2 始まりのとき
真悠のスマホが目覚ましアラームよりも先に鳴り出したのは、幕田が首相から料亭に呼び出された翌日の朝8時51分のことだった。
「う——」と一声うめいて、真悠は枕元のスマホを手にとる。
起き抜けで指に力が入らず、危うく落としそうになった。
「うあぁ……あ、幕田さん……。なに? こんな朝早く……」
「早くはないよ。もう9時になるぞ。まだ寝てたのか?」
「僕が夜遅いの、知ってるでしょ? 何かあったの?」
どうせまたラボの仮眠ベッドで服のまま横になってたんだろう、と幕田は想像する。
こいつはやり出すと身の回りのことどころか風呂にも入らない。
「何日風呂に入ってない?」
「余計なお世話っす」
幕田は目を覚まさせてやろうと思った。
「予算がつく。
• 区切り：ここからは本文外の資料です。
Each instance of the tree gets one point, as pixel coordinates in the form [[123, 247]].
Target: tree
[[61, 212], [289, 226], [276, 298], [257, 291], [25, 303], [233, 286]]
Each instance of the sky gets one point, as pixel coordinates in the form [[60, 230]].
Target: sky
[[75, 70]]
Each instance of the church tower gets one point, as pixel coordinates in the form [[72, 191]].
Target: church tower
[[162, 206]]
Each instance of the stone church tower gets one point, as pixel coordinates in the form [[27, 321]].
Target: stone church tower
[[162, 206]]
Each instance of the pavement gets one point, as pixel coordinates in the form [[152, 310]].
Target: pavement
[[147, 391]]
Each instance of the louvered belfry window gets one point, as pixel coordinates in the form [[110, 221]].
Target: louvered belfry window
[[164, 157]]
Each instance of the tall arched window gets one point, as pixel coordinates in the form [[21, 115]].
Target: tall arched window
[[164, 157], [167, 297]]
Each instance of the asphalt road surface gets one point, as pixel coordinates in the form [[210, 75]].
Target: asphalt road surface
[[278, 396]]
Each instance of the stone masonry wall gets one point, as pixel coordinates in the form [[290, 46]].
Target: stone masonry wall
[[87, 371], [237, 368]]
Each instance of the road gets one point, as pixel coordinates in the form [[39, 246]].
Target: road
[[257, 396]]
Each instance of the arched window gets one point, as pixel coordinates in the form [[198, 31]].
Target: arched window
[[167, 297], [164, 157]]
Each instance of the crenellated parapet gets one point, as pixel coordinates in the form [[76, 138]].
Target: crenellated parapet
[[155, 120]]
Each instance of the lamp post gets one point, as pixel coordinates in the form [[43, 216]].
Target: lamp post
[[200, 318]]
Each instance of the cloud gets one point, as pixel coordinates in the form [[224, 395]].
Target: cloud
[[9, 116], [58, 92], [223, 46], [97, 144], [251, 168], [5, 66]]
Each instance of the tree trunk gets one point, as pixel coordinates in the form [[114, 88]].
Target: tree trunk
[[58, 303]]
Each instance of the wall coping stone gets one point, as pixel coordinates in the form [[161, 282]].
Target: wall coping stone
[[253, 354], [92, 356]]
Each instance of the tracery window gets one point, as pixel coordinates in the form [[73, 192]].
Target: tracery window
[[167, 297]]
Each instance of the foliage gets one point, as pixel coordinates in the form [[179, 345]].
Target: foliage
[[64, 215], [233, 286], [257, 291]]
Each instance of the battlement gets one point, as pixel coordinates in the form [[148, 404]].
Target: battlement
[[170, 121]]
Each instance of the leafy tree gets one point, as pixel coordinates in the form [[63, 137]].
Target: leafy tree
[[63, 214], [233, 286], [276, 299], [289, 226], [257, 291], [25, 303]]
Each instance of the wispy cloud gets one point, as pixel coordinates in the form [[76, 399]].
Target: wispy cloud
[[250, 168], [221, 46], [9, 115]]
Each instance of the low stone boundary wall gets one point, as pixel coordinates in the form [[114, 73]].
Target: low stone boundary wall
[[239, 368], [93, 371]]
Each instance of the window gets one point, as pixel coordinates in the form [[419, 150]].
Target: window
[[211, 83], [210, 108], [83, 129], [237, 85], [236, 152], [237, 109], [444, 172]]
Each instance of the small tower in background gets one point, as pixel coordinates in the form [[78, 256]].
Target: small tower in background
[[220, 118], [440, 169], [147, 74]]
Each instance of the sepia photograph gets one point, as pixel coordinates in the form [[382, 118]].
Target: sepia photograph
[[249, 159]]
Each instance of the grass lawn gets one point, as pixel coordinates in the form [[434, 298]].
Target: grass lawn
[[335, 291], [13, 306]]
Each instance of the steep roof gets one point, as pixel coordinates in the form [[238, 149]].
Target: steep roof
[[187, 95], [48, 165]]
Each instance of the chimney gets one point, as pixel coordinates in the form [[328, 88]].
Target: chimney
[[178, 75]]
首相の肝入りだ。本格的に始動するぞ」
真悠の声が一気に力を帯びる。
「ほんとっすか? アマテラス使えるんすか?」
鬼乃目真悠は愛知県にある岡崎テックラボの主任研究員だ。若干23歳にして国産AI 開発の最先端をゆく掛け値なしの天才である。
業界以外であまり名が知られていないのは、そのとっつきにくい性格のせいもあるが、幕田が情報をコントロールしてあまりマスコミに出さないようにしているからでもあった。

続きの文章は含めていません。